Antitumor memory responses induced by Ad/scIL-12-B7TM. Groups of BALB/c mice (n = 5–6) that had been previously treated with Ad/scIL-12-B7TM or Ad/scIL-12 and eliminated the original tumors were rechallenged (a) subcutaneously with 1 × 10⁵ CT26 or (b) intravenously with 2 × 10⁵ CT26 cells. Age-matched naive BALB/c mice were included as controls. In a, the results are the mean ± SD for those mice with measurable tumors. In b, the mean and individual metastatic foci of each group are presented.
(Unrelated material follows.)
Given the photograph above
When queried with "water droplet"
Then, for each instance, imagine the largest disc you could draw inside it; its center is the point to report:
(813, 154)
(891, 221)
IL, interleukin.

Figure 8

Systematic and local expression of IL-12. (a) 5 × 10⁴ CT26/scIL-12-B7TM or CT26/scIL-12 cells were seeded on 6-well plate and the supernatants collected 24, or 48 hours later to measure the amount of IL-12 by ELISA. The values are presented as the mean ± SD of triplicate cultures. (b) Groups of BALB/c mice (n = 5) were injected subcutaneously with 1 × 10⁷ CT26/scIL-12-B7TM, or CT26/scIL-12 cells, then serum samples were collected on the indicated days and assayed for the presence of IL-12. (c,d) Mice (n = 3–6) with established subcutaneous CT26 tumors as described in Figure 5 were injected intratumorally with 1 × 10⁹ pfu of Ad/scIL-12-B7TM, Ad/scIL-12, or Ad/GFP on day 10. (c) Tumor and (d) serum samples were collected on the indicated days and assayed for the presence of IL-12 by ELISA. The results in b–d are the mean ± SD for the indicated number of mice. ELISA, enzyme-linked immunosorbent assay; IL, interleukin.